Pontile allungato o meno, l’illusionista e la troupe che lo accompagnava non hanno trovato nei passanti quell’ammiccamento e quell’entusiasmo che di solito circonda i beniamini del mondo dello spettacolo. Niente di nuovo per noi triestini, il cui carattere è da sempre schivo, discreto, non facile ad abbandonarsi a scomposte manifestazioni di plauso o sorpresa per il divo di turno.

Riprendendo un celebre libro francese, metterei il suo titolo, “L’eleganza del riccio”, come epigrafe a questo breve profilo. Il triestino doc è figura pensosa, raccolta, a suo modo severa e un po’ruvida, che prima di esprimere un sentimento, una convinzione o un gusto, osserva, studia, soppesa e solo quando è convinta del valore di una cosa si esprime e tributa la propria lode a qualcosa o a qualcuno. Quando il cuore è colpito, lo è davvero e solo allora svela tutta la sua generosità, la sua simpatia e il suo calore umano.

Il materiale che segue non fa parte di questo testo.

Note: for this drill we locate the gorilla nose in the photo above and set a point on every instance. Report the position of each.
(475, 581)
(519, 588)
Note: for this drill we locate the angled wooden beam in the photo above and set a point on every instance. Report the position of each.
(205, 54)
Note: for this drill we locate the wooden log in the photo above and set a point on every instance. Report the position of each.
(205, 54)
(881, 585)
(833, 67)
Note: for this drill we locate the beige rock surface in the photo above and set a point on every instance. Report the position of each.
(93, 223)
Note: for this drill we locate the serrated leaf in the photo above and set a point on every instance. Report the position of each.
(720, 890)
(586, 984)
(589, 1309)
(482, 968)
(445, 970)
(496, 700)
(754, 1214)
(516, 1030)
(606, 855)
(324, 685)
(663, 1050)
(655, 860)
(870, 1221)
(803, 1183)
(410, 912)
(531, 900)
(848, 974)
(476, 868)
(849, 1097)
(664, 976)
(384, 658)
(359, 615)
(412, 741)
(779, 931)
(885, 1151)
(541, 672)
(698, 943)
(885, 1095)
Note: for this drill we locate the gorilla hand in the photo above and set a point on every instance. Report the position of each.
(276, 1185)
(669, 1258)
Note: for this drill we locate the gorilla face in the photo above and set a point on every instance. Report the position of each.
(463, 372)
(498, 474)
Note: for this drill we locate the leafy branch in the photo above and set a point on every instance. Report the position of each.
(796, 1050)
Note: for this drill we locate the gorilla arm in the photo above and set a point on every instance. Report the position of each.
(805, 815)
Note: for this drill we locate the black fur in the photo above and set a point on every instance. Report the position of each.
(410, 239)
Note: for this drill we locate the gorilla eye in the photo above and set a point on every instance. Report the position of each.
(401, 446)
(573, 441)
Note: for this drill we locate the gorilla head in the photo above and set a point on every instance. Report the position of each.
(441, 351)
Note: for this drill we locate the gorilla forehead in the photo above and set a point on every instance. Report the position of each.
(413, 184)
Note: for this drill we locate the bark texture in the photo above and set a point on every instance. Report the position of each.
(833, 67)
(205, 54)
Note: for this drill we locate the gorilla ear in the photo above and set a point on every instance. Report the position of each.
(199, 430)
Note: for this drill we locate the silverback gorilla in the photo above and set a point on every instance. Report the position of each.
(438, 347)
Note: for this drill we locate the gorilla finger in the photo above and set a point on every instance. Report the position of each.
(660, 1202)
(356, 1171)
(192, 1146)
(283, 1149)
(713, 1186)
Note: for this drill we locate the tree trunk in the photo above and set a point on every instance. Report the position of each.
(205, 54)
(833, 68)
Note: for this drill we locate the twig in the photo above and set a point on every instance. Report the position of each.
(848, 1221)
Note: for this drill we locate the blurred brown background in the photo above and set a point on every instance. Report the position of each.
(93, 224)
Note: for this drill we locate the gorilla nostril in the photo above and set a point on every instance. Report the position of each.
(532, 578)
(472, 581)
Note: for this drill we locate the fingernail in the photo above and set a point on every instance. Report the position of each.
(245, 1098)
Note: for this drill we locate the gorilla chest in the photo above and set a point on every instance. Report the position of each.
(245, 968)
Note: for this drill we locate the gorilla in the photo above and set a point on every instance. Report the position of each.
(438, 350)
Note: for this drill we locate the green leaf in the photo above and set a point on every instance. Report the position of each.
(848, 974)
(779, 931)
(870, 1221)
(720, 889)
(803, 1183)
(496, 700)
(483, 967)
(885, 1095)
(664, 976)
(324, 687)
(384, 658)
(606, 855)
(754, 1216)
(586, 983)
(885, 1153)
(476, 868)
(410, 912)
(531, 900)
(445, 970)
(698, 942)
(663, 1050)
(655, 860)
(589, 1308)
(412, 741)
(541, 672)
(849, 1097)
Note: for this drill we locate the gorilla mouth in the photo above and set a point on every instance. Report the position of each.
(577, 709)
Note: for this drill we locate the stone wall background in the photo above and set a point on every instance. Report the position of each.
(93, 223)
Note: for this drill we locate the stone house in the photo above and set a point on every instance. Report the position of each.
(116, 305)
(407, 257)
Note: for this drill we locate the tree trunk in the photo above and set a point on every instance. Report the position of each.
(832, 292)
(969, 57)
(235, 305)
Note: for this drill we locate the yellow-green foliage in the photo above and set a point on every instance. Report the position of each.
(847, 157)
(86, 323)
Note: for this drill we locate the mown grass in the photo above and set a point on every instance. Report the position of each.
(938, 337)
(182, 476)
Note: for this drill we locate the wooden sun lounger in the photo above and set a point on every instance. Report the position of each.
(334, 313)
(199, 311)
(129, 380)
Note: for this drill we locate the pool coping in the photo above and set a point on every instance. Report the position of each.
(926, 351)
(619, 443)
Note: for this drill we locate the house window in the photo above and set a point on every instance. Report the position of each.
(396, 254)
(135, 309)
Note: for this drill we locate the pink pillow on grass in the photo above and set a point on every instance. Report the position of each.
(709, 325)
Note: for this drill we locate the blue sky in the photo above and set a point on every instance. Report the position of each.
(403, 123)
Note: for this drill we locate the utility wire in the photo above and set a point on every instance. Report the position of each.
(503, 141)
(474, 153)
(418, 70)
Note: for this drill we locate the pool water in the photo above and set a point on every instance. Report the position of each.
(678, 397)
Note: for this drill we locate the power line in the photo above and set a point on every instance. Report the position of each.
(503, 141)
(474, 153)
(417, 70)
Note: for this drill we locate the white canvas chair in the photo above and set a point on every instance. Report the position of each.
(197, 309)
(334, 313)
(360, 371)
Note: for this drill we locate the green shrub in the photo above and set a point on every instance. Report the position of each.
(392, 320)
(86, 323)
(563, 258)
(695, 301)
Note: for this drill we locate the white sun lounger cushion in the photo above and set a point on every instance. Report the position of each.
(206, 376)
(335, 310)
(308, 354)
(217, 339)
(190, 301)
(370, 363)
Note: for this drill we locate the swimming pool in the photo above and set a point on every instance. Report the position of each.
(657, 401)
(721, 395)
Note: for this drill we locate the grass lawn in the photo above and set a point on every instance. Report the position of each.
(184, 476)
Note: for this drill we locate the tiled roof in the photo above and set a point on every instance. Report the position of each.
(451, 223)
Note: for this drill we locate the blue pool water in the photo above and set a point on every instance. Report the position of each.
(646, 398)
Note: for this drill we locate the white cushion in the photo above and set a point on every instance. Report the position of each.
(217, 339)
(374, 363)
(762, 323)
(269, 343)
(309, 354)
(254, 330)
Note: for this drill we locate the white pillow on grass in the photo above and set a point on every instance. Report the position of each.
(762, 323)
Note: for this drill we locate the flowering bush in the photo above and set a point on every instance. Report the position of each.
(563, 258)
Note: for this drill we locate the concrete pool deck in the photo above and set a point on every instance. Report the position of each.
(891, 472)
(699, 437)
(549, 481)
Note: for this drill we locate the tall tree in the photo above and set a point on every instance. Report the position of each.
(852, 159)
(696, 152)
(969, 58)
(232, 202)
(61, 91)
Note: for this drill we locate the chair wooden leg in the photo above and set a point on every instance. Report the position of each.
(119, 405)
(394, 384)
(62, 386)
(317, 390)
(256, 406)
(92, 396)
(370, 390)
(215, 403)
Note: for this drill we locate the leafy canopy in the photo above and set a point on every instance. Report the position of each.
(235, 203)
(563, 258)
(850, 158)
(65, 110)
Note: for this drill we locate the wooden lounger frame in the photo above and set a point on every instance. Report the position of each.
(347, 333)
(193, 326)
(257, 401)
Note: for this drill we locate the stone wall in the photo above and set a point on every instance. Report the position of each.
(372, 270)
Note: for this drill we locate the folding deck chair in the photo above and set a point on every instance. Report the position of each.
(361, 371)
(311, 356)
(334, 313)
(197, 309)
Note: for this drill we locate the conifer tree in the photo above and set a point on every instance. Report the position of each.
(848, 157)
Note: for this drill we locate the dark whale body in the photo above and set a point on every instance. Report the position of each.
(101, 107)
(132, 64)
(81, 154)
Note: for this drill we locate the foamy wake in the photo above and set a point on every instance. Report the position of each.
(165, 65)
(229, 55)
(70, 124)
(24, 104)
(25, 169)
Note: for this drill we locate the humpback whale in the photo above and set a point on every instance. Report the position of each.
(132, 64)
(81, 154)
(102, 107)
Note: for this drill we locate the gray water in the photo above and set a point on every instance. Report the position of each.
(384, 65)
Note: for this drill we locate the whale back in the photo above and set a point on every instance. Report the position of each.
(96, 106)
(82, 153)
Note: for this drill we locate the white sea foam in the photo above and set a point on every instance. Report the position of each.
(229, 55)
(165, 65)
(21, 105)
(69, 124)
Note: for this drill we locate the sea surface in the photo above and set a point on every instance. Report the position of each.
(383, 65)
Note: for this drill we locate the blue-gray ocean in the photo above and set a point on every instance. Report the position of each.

Da noi gli attori più famosi possono girare tranquillamente per le vie della città, magari scoprendo, con qualche nostalgia dei climi più caldi ed esuberanti di altri luoghi, che la tanto ricercata libertà di essere delle persone comuni – dichiarazione tra le più diffuse sulle labbra dei divi – non è poi così piacevole e allettante. Ho un ricordo personale, a me molto caro, che ben illustra questo nostro carattere così simile al paesaggio dell’altipiano carsico, pietroso e brullo nei suoi sentieri, ma insieme frondoso e ricco nei suoi boschi, splendidi d’autunno, quando il sommaco brilla come cinabro.

Qualche tempo addietro ero in contatto con un’anziana signora che abitava sola in un appartamentino da bambola al piano terra di un vecchio edificio. Era lieta, serena e dolcissima, nonostante le infermità e i tanti impedimenti. Da poco aveva perso la sorella, una di quelle anime belle che ardono come lumi splendenti dietro cortine molto spesse e ben protette. Frequentando questa signora così delicata ― con i suoi capelli bianco-azzurrini mi ricordava una di quelle fate madrine tenere e misteriose delle fiabe di Mamma l’Oca scritte da madame d’Aulnoy ―, piano piano ho scoperto che la sorella teneva un diario di poesie e che lei da giovane, quando era maestra alle scuole elementari, si dilettava a fare dei ritratti a matita dei suoi “pupetti”, come amava chiamare i bambini della sua classe.

Ho letto le poesie e ho visto quei disegni fatti a matita: quanta arte, che tocco vibrante, quale dolcezza e quale lieve letizia. Con le parole non riuscirei mai ad esprimere la bellezza angelica di quei volti che brillavano come stelle. Al primo tentativo di complimento, la dolce signora chiuse il suo quaderno e lo ripose in un cassetto tra mille altre cose gettate lì alla rinfusa. “Disegnetti”, disse cambiando discorso. Mi piacque talmente tanto l’arte squisita e segreta delle due sorelle, che mi misi a sognare una pubblicazione delle poesie e una mostra di quegli schizzi angelici. Provai ad abbozzare la cosa alla cara “fata madrina”, ma non ci fu mai modo né di riprendere il discorso né di avere almeno in prestito il prezioso quaderno per riguardare i ritratti. “Non ricordo dove è finito”, fu la sola risposta.